03

10.8K 1.1K 49
                                    

by sirhayani

part of zhkansas

...

"Eh, eh, heran nggak sih sama Tiara? Kenapa banyak yang kabur dari dia pas pedekate, ya?" tanya Ivy pada Denallie.

"Iya, ya. Gue juga heran tahu. Kalau mereka kabur karena Tiara malu-maluin, semua cowok yang deketin dia pasti juga udah tahu kalau dia itu malu-maluin. Padahal ya dia juga cantik, tapi gue lebih cantik, sih."

Hah! Mereka menggibah di depanku langsung. Aku sibuk menyeruput es tehku dengan anggun.

Aku sakit hati? Sepertinya tidak karena mungkin aku selalu melihat Denallie dalam sudut pandang positif.

Saat kami bertiga sama-sama kelas X, Denallie yang lebih dulu pacaran dengan seorang senior satu tingkat di atas kami, tetapi dia di sekolah lain. Selain anak orang kaya, Denallie adalah cewek yang cantik. Memiliki kulit eksotis. Postur tubuhnya tinggi dan juga berat badannya ideal mau dia makan banyak atau sedikit.
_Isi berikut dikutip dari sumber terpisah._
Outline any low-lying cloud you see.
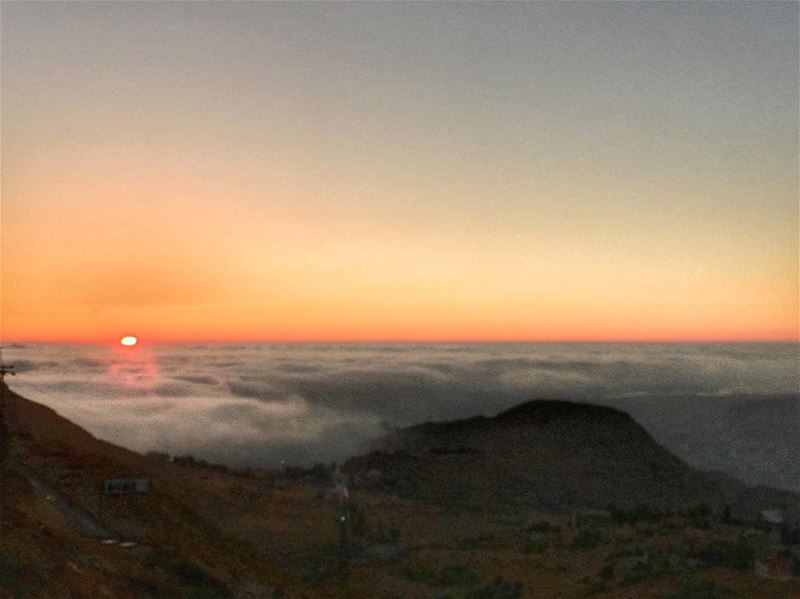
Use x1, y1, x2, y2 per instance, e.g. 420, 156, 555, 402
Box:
8, 344, 800, 490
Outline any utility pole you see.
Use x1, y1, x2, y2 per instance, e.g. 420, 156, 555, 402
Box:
0, 346, 17, 386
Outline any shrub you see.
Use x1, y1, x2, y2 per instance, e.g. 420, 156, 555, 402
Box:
467, 576, 524, 599
668, 580, 731, 599
572, 528, 603, 549
174, 561, 233, 597
0, 555, 46, 597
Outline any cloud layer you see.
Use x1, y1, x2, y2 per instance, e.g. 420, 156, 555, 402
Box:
7, 344, 800, 490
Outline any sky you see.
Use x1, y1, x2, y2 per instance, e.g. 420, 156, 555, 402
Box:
0, 2, 800, 342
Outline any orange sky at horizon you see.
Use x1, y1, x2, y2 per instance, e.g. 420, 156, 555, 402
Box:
0, 2, 800, 343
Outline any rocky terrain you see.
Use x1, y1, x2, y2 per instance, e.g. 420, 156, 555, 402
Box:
346, 401, 800, 519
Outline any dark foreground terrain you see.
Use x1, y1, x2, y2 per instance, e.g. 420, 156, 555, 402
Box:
0, 386, 800, 598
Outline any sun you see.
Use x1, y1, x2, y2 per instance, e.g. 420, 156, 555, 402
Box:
119, 335, 139, 347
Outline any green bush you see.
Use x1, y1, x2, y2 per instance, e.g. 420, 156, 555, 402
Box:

Dulunya aku iri padanya, tetapi sifatnya yang mudah berbaur membuatku pelan-pelan jadi nyaman berada di dekatnya. Selain itu, dia juga barbar dan tak tahu malu. Bersikap semaunya di depan semua orang. Anaknya jorok. Suka kentut bahkan di kelas jika tak tahan dengan perutnya yang kembung. Suka mengupil di manapun jika merasa kotoran hidungnya mulai mengganggu. Dia juga mengaku malas mandi.

Walaupun begitu, pacarnya selalu setia padanya. Kak Juno, pacar Denallie itu, bertolak belakang dengan Denallie. Kak Juno wangi, kalem, suka bersih-bersih.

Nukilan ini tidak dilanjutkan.